Reviews Literature / Jennifer The Jerk Is Missing

Go To

BonsaiForest Since: Jan, 2001
05/03/2010 22:42:58 •••

Comedic yet suspenseful

This really is a strange book. It's a suspense story through and through, that suddenly gets comedic in the second half. In the first half, Malcolm is trying to convince Amy and everyone else he can talk to that he did indeed witness a kidnapping, and meeting with little success, as clue after clue turns out to be rather flimsy. Once they're at the kidnappers' house, and having gotten captured themselves, Amy and Malcolm have to try to orchestrate an escape for themselves and Jennifer and Clifford.

What's strange is how the book suddenly becomes so silly once they reach the kidnappers' house. Cartoonish bickering between Jennifer and Malcolm, Amy and Jennifer, and the kidnappers amongst each other doesn't quite blunt the suspenseful situation so much as it adds a lot of comedy to it. Yes, one of the kidnappers is pointing his finger through his pocket and pretending he has a gun. Yes, Jennifer and Malcolm trade insults at each other, and Jennifer just won't shut up. And yes, the kidnappers have some sort of complex involving their childhoods that causes them to bicker and argue a lot, being brothers who don't get along.

But the events of the story largely play out the same way they would in any suspenseful kidnapping story. Amy tries to escape out a window by climbing down a tree, falls off a branch, and twists her ankle. The kidnappers tie up Clifford and the kids and leave them that way overnight. They threaten Jennifer out of anger and scare and upset her. None of these situations are funny, and none of them are intended to be funny.

What makes the mixture of humor and suspense mostly work, in my opinion, is that the two are largely separated. The suspense is in the plot.
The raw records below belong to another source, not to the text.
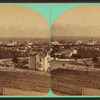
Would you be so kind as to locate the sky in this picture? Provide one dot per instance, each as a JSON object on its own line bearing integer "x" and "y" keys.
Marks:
{"x": 78, "y": 21}
{"x": 20, "y": 21}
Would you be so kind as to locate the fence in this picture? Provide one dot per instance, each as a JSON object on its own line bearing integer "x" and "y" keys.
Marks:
{"x": 18, "y": 92}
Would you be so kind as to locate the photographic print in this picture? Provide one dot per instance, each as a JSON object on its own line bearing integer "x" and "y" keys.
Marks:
{"x": 75, "y": 52}
{"x": 24, "y": 52}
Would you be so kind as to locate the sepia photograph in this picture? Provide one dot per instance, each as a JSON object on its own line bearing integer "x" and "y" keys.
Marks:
{"x": 75, "y": 52}
{"x": 24, "y": 52}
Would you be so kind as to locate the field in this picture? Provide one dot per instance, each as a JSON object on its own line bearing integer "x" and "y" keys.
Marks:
{"x": 24, "y": 80}
{"x": 68, "y": 78}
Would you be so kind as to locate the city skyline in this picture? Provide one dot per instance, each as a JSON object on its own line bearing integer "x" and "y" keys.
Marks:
{"x": 78, "y": 21}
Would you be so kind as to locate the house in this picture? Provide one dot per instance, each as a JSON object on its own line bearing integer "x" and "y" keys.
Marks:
{"x": 39, "y": 61}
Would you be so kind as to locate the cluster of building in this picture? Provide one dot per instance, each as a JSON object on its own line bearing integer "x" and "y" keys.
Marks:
{"x": 37, "y": 58}
{"x": 73, "y": 48}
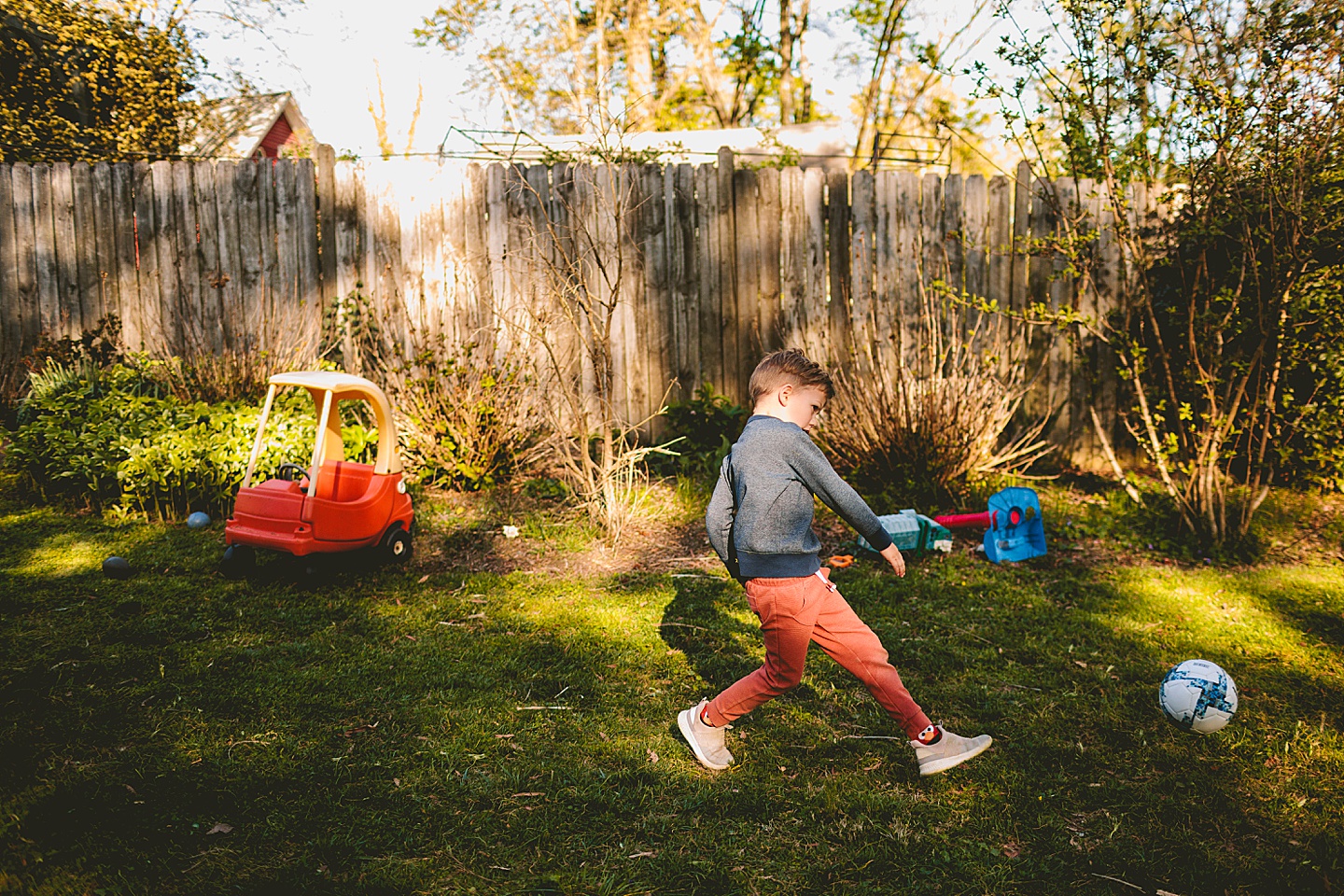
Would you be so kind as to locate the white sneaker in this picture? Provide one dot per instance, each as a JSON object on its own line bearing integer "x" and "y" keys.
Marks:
{"x": 706, "y": 740}
{"x": 950, "y": 749}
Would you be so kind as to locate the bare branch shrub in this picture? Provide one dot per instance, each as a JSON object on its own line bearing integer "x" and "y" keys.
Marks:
{"x": 922, "y": 438}
{"x": 463, "y": 416}
{"x": 586, "y": 247}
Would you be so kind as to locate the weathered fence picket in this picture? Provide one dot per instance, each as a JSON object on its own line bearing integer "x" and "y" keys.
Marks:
{"x": 708, "y": 266}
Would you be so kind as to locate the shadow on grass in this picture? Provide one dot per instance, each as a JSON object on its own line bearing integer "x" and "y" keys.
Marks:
{"x": 1086, "y": 780}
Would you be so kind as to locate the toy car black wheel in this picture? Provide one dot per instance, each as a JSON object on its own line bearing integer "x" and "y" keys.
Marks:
{"x": 397, "y": 546}
{"x": 238, "y": 560}
{"x": 290, "y": 471}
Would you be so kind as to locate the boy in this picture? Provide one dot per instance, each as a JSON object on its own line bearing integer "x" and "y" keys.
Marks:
{"x": 760, "y": 523}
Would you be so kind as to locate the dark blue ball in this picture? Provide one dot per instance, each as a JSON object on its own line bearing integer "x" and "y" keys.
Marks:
{"x": 116, "y": 568}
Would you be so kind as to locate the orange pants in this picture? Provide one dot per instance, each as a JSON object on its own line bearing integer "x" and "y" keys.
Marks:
{"x": 794, "y": 613}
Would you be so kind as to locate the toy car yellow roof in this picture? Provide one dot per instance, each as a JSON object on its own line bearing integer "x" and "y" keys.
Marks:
{"x": 348, "y": 387}
{"x": 329, "y": 382}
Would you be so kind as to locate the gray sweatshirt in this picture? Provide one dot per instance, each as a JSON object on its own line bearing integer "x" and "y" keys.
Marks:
{"x": 760, "y": 517}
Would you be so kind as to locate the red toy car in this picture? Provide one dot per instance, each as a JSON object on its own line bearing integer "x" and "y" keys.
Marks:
{"x": 332, "y": 505}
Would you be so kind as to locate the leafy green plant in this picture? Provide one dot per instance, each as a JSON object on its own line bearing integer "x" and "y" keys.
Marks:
{"x": 116, "y": 437}
{"x": 77, "y": 425}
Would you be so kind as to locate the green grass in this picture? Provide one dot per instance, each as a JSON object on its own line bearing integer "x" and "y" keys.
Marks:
{"x": 370, "y": 735}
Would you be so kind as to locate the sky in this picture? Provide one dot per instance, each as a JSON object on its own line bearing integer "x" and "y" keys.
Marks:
{"x": 330, "y": 54}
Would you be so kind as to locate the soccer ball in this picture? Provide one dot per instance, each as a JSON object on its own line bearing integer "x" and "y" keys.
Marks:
{"x": 1199, "y": 696}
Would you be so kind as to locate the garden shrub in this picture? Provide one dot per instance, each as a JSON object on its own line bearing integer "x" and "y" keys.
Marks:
{"x": 926, "y": 442}
{"x": 119, "y": 437}
{"x": 702, "y": 430}
{"x": 464, "y": 421}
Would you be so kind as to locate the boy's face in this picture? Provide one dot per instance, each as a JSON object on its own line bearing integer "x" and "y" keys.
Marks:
{"x": 801, "y": 404}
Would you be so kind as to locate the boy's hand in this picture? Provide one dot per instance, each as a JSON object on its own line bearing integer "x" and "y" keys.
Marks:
{"x": 892, "y": 556}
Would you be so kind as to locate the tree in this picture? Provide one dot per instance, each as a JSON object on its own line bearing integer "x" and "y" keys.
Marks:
{"x": 1230, "y": 340}
{"x": 643, "y": 63}
{"x": 88, "y": 83}
{"x": 907, "y": 107}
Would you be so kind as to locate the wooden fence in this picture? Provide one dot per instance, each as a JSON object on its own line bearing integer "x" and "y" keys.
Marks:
{"x": 717, "y": 263}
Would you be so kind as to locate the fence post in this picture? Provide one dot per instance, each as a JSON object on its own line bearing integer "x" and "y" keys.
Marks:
{"x": 327, "y": 225}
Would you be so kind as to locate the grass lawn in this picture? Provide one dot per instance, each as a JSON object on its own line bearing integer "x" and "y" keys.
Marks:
{"x": 439, "y": 731}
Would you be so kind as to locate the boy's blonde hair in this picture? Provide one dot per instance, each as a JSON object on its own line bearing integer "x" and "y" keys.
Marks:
{"x": 787, "y": 367}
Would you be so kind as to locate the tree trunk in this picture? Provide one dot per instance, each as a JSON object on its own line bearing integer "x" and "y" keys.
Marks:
{"x": 638, "y": 64}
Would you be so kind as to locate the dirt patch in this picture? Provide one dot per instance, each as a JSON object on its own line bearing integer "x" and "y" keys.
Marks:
{"x": 467, "y": 534}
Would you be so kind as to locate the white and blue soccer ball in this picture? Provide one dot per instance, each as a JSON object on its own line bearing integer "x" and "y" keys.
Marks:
{"x": 1199, "y": 696}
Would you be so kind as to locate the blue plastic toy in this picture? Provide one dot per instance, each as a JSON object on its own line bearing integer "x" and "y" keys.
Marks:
{"x": 1014, "y": 525}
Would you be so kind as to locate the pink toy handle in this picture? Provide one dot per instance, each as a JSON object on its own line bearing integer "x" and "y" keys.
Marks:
{"x": 964, "y": 520}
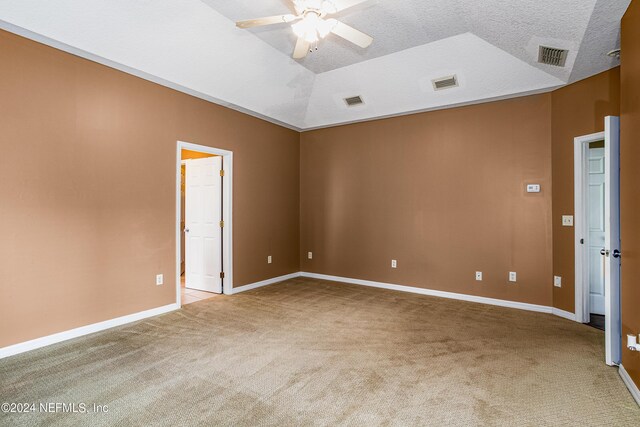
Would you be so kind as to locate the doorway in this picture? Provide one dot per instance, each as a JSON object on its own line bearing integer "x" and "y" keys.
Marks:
{"x": 597, "y": 234}
{"x": 203, "y": 222}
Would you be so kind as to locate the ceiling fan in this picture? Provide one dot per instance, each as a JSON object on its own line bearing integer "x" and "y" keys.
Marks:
{"x": 310, "y": 25}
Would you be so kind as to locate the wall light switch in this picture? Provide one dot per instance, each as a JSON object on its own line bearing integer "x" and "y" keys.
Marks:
{"x": 533, "y": 188}
{"x": 567, "y": 220}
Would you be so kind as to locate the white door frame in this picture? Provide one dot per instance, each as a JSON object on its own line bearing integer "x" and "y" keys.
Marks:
{"x": 611, "y": 136}
{"x": 227, "y": 213}
{"x": 580, "y": 159}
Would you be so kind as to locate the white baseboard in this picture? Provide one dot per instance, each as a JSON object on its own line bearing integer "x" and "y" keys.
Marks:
{"x": 430, "y": 292}
{"x": 567, "y": 315}
{"x": 265, "y": 282}
{"x": 633, "y": 388}
{"x": 83, "y": 330}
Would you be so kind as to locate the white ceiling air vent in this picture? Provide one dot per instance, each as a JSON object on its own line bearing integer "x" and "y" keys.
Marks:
{"x": 445, "y": 82}
{"x": 353, "y": 101}
{"x": 552, "y": 56}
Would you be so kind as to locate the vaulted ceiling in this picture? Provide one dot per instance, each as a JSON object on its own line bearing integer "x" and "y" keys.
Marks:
{"x": 194, "y": 46}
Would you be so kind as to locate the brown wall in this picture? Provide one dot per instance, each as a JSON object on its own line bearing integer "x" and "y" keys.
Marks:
{"x": 87, "y": 186}
{"x": 442, "y": 192}
{"x": 630, "y": 184}
{"x": 578, "y": 109}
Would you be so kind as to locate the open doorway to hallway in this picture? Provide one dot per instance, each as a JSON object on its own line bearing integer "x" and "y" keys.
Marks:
{"x": 597, "y": 234}
{"x": 203, "y": 245}
{"x": 201, "y": 237}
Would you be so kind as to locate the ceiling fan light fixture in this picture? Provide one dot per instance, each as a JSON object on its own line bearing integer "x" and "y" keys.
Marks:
{"x": 312, "y": 27}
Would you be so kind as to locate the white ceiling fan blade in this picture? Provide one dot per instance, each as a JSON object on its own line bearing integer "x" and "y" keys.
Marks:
{"x": 351, "y": 34}
{"x": 345, "y": 4}
{"x": 302, "y": 48}
{"x": 268, "y": 20}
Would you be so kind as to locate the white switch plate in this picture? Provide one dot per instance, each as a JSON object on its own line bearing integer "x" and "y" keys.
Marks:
{"x": 557, "y": 281}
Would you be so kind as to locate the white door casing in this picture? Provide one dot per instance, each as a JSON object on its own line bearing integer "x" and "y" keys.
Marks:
{"x": 613, "y": 326}
{"x": 610, "y": 257}
{"x": 595, "y": 223}
{"x": 203, "y": 233}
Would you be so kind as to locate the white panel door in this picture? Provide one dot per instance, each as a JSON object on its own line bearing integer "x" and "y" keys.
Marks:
{"x": 595, "y": 216}
{"x": 611, "y": 251}
{"x": 203, "y": 234}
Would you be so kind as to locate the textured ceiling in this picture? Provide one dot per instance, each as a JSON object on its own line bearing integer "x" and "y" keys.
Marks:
{"x": 194, "y": 46}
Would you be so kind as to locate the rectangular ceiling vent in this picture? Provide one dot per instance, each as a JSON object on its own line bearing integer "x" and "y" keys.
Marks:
{"x": 353, "y": 101}
{"x": 552, "y": 56}
{"x": 445, "y": 82}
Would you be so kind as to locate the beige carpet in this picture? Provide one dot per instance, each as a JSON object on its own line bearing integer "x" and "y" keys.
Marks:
{"x": 308, "y": 352}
The humor is mostly in the character interactions, plus a few mildly comedic situations that occur. The core plot itself can pretty much work even without the humor. But Jennifer's super-brattiness, Malcolm's inability to put up with her, Clifford's Cloud Cuckoolander-esque ramblings, and the kidnappers' bickering add personality to the story. What would have been an average, albeit suspenseful kidnapping tale becomes instead a fun, comic suspense story.

Ultimately, it's a pretty fun read, both for the plot itself and for the humor that colors it.